The housing crisis in Chicago may also have contributed to a precipitous drop off in public-school enrollment, particularly among Black students, the union claims—one that has been particularly hard-felt in the city’s poorest neighborhoods.

On Wednesday, hours before the union announced it had rejected a final offer from the district and planned to strike, Omar Ramirez Atilano sat across from one of his freshman students and attempted to help him find permanent housing. Their deadline was Friday, when the student, his siblings, and grandmother would be forced to vacate their property, Atilano explained. He works as a youth intervention specialist at Richards Career Academy, a high school wedged between Chicago’s Back of the Yards and Englewood neighborhoods in an area he described as “a hotbed for rival gang activity” and “ground zero for the things we’re fighting and striking for.”

Much of the evenly-split black and Latino student population is poor or working class, he said, and many have lost family members to gang violence.

“When you witness the conditions many of our students come from, it becomes imperative that we address and advocate for basic needs such as housing,” Atilano explained. “When kids are worried about where they’re going to sleep at night, getting them to focus on their education becomes extremely challenging.”

“No human, let alone a child, can function normally if their most basic physiological needs aren’t being met,” he added.

Tanya Vega, the mother of a transgender daughter who is currently a senior in the school district, said two separate stretches of homelessness years ago had left her child feeling depressed and full of “hopelessness that we wouldn’t find a permanent home again.” Although her daughter was able to maintain straight As in school throughout both periods, Vega added, the psychological damage she witnessed in her during that period was undeniable.

“Being homeless is something no kid will forget,” she said. “There’s always that nagging fear it will happen again, no matter how much you assure them it won’t.”

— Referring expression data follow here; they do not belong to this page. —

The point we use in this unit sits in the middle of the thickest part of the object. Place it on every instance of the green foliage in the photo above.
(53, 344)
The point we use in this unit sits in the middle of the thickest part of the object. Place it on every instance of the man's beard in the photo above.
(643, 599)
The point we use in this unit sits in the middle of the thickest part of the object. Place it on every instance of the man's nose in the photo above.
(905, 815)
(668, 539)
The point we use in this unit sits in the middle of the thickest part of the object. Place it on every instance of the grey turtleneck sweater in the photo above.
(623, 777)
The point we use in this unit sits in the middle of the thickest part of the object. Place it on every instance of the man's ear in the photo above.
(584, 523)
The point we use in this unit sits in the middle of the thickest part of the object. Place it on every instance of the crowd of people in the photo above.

In flouting the fact that the district has no legal obligation to bargain over housing concerns, teachers were utilizing a strategy known as “bargaining for the common good.” It hinges on the idea that unions and grassroots organizations can use contract negotiations to notch wins for working-class rights that will ultimately benefit larger communities. Most recently, striking teachers in the Los Angeles School District used this method to successfully bargain for an immigration defense fund for local families.

“We are in a fight against white supremacy,” Davis Gates said. “White supremacy in CPS manifests with 40 black kindergartners in one classroom; it manifests when they close 50 black schools; it manifests when we are begging for school nurses to be in schools every day, but instead taxpayers are subsidizing wealthy playgrounds in Lincoln Park.”

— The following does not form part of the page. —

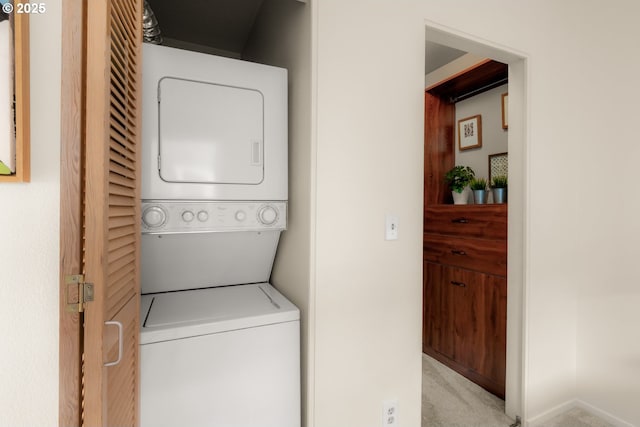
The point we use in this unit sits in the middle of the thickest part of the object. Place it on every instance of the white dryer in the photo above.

In the 11th hour of contract negotiations this week, as the reality of a strike seemed all but confirmed, a union source said the school system seemed poised to agree to certain other provisions within the union’s bargaining platform, including class-size reductions and ensuring each school employs a nurse, librarian and counselor. But the system had refused to write it into the contract explicitly, which teachers found to be inadequate, the source said.

During a news conference early Wednesday, Lightfoot said that the district had made “more than 80 proposed changes to the contract on issues requested by the union,” during the course of bargaining, including “sanctuary school protections, a commitment against privatization, supports for oversized classes, changes in how we serve our special education students, and so much more.”

But Lightfoot, the city’s first openly gay, black mayor, campaigned for and won her office on many of the same issues that now comprise the union’s platform, including unspooling the systemic inequality that has left much of Chicago class stratified and racially segregated. Now, Davis Gates said, educators have given her an opportunity to make manifest the promises she made to voters earlier this year.

“The question now is whether she wants to be known as a mayor who is fighting the very people she needs to eradicate the poverty and inequities she’s talking about,” Davis Gates said. “Why would you fight your best gladiators?”